Cynthia Haynes, Ann Marie VanDerZanden, Jeff Iles, Faculty, Horticulture Department
Iowas agriculture industry consists of a unique mix of production agriculture (corn and soybeans) as well as relatively small diversified farms specializing in edible food crops, nursery plants and greenhouse plants. Recent surveys of the turfgrass and edible food crop production sectors showed these horticulture industries are important to Iowas economy.
In 2004, the U.S. Green Industry, which includes both production (nursery and greenhouse) and service sectors (landscape design, installation and maintenance, lawn care and tree care), generated $147.8 billion in output or sales. Further, nursery and greenhouse crops are ranked in the top ten commodities in 42 states, and in 2004 ranked as the fourth largest crop group in the United States based on farm cash receipts (USDA, 2004). Currently, Iowa ranks last in total outputs among the eight states that comprise the Midwest region (Hall et al., 2005). Yet, the Green Industry is the fastest growing segment of Iowas agriculture industry, and in the past 13 years the number of private horticulture businesses in Iowa has more than doubled (Klein, 2003).

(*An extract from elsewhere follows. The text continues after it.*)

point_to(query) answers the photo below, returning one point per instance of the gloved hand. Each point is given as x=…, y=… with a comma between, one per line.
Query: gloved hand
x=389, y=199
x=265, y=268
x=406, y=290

A survey of Iowas ornamental horticulture industry has not been completed recently, therefore this research project was designed to gather and analyze data from members of Iowas Green Industry to better understand the scope, scale and business climate of this industry and to determine its economic impact on Iowas economy.
A total of 1281 businesses were identified; 377 florists, and 904 nursery, greenhouse, or landscape related businesses. On 10 Feb. 2005 questionnaires were mailed to all 1281. On 7 Mar. 2005 a reminder postcard was sent to all non-respondents, and a targeted mailing of the original questionnaire was sent to the businesses, from the original population, identified as nursery, greenhouse, and landscape production or sales. Data collection was completed in July 2005.
There are an estimated 11,277 jobs within Iowas Green Industry. The economic impact of Iowas Green Industry and allied sectors associated with the industry in 2004 was $538.2 million suggesting the Green Industry is an important part of Iowas overall economy. Although size and type of businesses varied, a majority of respondents had only one location, were family owned, had been in business <6 years, and had <10 employees in each of the categories (full-time, part-time permanent, and seasonal). These varied businesses offered a diverse mix of plants, most of which are purchased from outside sources, and 43% of businesses also offered some type of landscape service. A majority of respondents expected their business to expand in relation to number of employees, gross payroll, sales and total expenses by 2010. Respondents participating in our study were generally optimistic and identified only a few factors that could be limiting to business success. Of the limiting factors, the availability of skilled labor and capital were also reported as limitations by other states with larger green industries than Iowa. As a result of this preliminary research, further educational programming and professional development opportunities can be tailored to address these needs.
A refereed manuscript on this research will be published in the Oct.- Dec. (2007) issue of HortTechnology. (A Survey of the Ornamental Horticulture Industry in Iowa. Cynthia Haynes, Ann Marie VanDerZanden, and Jeffery K. Iles.)